On Wed, Aug 29, 2012 at 9:38 AM, Theo Band theo.band@greenpeak.com wrote:
On 08/28/2012 04:23 PM, James B. Byrne wrote:
I am nearing the end of a project that moved our disparate services and hosts onto kvm virtualized servers. What I am now contemplating is setting up my desktop as a virtual host and using one of the guests as my primary workstation.
However, I am not sure how this would work in practice. I am accustomed to working with virtual instances via ssh (a terminal window) and with my desktop system in a Gnome window manager. Is there a reference somewhere that outlines the mechanics of logging into a virtual guest's graphical desktop directly from the physical console of the kvm host system?
I'm not sure what your benefit is to not use your host but a VM running on it.
One nice thing is that when you update/change/switch distros, etc., you can run old/new in parallel. Another is that you can easily move the VM elsewhere if resources are available and it is mostly transparent to your use as a desktop.

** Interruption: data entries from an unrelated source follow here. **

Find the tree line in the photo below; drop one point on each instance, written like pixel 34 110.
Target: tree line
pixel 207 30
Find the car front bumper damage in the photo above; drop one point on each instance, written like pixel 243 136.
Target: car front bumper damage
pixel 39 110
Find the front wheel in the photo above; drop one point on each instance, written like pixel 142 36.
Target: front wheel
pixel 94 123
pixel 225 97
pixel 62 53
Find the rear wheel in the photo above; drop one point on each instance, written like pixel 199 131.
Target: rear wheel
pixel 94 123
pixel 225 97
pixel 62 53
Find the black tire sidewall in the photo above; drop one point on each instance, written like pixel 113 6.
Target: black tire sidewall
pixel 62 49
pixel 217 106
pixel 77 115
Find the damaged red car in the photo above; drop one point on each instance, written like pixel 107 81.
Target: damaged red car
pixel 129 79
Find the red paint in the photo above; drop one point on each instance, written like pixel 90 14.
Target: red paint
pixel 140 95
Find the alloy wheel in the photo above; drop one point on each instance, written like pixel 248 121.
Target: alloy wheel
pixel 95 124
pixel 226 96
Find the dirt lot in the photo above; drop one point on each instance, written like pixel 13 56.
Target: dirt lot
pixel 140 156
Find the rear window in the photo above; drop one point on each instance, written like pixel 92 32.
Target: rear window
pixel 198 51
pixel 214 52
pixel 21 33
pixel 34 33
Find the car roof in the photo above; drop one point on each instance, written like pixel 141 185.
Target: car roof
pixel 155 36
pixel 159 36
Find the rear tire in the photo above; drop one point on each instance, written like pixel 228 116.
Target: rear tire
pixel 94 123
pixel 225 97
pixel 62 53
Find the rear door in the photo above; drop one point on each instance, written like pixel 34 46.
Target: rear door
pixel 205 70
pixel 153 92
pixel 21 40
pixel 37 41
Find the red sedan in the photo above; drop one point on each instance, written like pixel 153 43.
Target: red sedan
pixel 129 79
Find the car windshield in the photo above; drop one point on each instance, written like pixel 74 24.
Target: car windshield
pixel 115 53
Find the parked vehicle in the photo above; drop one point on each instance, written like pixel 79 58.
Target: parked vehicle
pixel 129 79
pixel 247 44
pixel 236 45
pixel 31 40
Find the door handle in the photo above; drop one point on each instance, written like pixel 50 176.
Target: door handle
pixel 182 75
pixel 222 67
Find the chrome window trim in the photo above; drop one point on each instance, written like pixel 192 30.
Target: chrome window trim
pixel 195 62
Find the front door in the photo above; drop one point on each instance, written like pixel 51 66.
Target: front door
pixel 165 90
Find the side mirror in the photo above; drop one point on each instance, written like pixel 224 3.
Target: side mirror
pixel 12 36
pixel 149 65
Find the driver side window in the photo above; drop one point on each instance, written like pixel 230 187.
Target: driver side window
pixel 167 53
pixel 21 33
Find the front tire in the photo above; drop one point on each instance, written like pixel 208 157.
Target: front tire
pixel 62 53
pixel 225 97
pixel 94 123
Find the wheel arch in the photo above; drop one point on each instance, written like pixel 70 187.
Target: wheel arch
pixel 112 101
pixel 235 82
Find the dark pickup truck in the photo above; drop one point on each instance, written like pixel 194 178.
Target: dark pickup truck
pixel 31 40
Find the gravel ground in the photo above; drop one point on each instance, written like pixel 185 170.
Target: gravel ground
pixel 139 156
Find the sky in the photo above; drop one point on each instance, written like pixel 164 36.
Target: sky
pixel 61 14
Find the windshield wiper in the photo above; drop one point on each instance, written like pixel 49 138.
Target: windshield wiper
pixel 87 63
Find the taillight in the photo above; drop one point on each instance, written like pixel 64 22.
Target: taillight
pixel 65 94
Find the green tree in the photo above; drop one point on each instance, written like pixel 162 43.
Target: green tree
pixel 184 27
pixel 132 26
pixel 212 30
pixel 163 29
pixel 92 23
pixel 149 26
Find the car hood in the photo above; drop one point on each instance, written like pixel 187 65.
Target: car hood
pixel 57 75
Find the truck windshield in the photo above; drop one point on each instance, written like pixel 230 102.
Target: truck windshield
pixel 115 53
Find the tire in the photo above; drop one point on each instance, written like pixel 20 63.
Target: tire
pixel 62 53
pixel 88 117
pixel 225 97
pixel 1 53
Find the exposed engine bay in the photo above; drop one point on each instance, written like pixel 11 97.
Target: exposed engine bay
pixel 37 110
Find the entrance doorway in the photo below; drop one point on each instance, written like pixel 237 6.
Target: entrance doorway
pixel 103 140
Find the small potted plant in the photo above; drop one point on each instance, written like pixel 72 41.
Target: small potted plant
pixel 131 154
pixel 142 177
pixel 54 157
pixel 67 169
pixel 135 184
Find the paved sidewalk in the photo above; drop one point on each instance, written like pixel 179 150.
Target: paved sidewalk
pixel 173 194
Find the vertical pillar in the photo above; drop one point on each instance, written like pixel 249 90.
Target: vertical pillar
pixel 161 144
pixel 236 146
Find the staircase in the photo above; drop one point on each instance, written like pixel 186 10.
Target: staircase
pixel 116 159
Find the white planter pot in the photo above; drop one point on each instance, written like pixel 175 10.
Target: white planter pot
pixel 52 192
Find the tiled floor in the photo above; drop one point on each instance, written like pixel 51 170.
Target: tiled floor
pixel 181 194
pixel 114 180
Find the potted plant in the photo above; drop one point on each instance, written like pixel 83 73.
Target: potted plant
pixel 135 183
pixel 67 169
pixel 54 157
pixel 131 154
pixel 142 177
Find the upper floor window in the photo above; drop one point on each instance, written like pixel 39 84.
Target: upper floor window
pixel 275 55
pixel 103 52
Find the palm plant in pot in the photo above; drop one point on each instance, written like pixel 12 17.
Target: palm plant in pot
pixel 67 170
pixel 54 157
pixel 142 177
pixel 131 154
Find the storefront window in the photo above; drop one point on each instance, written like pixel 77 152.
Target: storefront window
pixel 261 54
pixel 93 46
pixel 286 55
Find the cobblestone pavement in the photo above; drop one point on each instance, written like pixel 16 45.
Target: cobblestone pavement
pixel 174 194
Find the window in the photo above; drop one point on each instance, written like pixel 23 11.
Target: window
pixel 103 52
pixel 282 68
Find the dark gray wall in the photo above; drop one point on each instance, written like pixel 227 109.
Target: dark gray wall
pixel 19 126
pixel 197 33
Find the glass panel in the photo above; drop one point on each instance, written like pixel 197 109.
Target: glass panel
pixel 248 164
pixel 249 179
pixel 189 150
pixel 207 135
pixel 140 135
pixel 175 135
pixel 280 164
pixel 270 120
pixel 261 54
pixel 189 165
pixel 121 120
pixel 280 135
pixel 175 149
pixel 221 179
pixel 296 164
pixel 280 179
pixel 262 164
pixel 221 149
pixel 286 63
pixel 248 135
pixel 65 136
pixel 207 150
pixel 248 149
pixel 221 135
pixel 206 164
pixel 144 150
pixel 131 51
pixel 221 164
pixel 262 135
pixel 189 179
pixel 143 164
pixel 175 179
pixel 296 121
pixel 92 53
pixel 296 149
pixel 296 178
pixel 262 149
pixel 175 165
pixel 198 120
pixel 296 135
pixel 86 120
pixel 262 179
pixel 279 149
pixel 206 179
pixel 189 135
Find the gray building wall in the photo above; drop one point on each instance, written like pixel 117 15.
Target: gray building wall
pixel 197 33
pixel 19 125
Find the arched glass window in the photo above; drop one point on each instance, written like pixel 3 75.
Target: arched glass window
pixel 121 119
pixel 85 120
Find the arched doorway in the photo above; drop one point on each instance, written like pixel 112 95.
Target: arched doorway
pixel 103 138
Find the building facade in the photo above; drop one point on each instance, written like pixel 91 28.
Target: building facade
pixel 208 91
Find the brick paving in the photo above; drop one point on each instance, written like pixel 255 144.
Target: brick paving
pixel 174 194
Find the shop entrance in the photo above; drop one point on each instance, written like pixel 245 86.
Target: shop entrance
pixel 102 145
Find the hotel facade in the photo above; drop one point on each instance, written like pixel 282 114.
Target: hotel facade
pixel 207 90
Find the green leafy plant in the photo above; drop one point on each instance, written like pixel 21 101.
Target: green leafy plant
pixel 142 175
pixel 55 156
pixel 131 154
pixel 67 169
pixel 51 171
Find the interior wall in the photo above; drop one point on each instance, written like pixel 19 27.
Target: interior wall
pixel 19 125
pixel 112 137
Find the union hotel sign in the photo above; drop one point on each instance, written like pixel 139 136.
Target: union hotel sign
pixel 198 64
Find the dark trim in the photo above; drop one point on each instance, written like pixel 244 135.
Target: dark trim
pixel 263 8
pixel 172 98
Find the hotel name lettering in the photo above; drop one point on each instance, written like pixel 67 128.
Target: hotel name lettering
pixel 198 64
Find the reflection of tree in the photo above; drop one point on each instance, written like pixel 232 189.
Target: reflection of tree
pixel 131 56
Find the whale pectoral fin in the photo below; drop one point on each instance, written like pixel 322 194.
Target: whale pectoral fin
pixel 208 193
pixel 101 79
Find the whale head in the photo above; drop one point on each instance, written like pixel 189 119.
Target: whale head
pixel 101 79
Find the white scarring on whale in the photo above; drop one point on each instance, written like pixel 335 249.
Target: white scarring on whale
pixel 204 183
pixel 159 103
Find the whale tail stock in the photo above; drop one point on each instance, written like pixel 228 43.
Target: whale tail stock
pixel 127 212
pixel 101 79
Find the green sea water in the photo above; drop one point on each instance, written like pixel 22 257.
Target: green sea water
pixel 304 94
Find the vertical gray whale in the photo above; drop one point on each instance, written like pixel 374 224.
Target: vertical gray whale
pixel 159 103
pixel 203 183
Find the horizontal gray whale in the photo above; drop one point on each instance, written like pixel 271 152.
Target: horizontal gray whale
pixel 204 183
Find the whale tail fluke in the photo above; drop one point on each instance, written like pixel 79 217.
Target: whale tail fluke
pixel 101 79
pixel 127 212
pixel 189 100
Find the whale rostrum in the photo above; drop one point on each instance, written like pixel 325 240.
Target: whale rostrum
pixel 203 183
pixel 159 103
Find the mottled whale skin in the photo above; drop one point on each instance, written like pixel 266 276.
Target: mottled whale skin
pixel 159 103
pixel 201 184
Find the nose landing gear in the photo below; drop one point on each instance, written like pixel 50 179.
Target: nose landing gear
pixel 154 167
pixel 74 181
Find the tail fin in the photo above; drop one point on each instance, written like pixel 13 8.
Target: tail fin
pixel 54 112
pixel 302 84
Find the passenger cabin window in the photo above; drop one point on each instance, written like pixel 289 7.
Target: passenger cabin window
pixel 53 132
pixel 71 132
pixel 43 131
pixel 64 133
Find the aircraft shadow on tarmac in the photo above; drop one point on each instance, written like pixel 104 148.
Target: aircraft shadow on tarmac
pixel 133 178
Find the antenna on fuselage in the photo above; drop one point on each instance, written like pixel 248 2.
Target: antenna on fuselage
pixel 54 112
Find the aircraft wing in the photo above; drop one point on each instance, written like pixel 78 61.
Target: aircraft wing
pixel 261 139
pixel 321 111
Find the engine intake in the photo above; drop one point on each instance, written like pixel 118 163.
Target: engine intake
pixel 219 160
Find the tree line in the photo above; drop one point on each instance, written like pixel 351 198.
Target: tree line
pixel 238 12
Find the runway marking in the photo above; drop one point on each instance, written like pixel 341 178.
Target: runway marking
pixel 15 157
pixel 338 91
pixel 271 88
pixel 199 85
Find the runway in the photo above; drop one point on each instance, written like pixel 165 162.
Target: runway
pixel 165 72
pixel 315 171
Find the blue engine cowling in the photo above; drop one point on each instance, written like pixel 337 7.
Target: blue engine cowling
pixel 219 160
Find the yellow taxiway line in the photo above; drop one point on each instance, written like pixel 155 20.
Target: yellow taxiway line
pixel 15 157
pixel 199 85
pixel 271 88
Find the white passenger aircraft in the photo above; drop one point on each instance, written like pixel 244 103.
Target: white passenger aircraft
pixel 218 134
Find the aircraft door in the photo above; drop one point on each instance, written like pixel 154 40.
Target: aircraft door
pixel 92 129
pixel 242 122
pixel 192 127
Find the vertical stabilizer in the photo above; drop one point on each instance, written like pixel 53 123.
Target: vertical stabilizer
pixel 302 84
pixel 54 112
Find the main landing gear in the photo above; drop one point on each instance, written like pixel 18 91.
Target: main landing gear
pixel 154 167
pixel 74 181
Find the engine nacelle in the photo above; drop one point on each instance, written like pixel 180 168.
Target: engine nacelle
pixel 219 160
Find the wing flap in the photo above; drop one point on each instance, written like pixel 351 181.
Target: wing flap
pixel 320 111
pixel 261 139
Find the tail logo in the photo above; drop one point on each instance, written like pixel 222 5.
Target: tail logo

You could consider to use XDMP. You still need a (local) X server (gdm), but then choose remote logon usign XDMCP. On the virtual machine use gdmsetup to allow remote access or use this link:
http://www.centos.org/docs/5/html/5.1/Installation_Guide/s2-trouble-remotex....
Freenx/NX does all the same things as native remote X, but with better remote performance and the ability to disconnect and reconnect (even from a different display) with everything still running. There is probably some memory overhead for the proxy/cache buffers, though.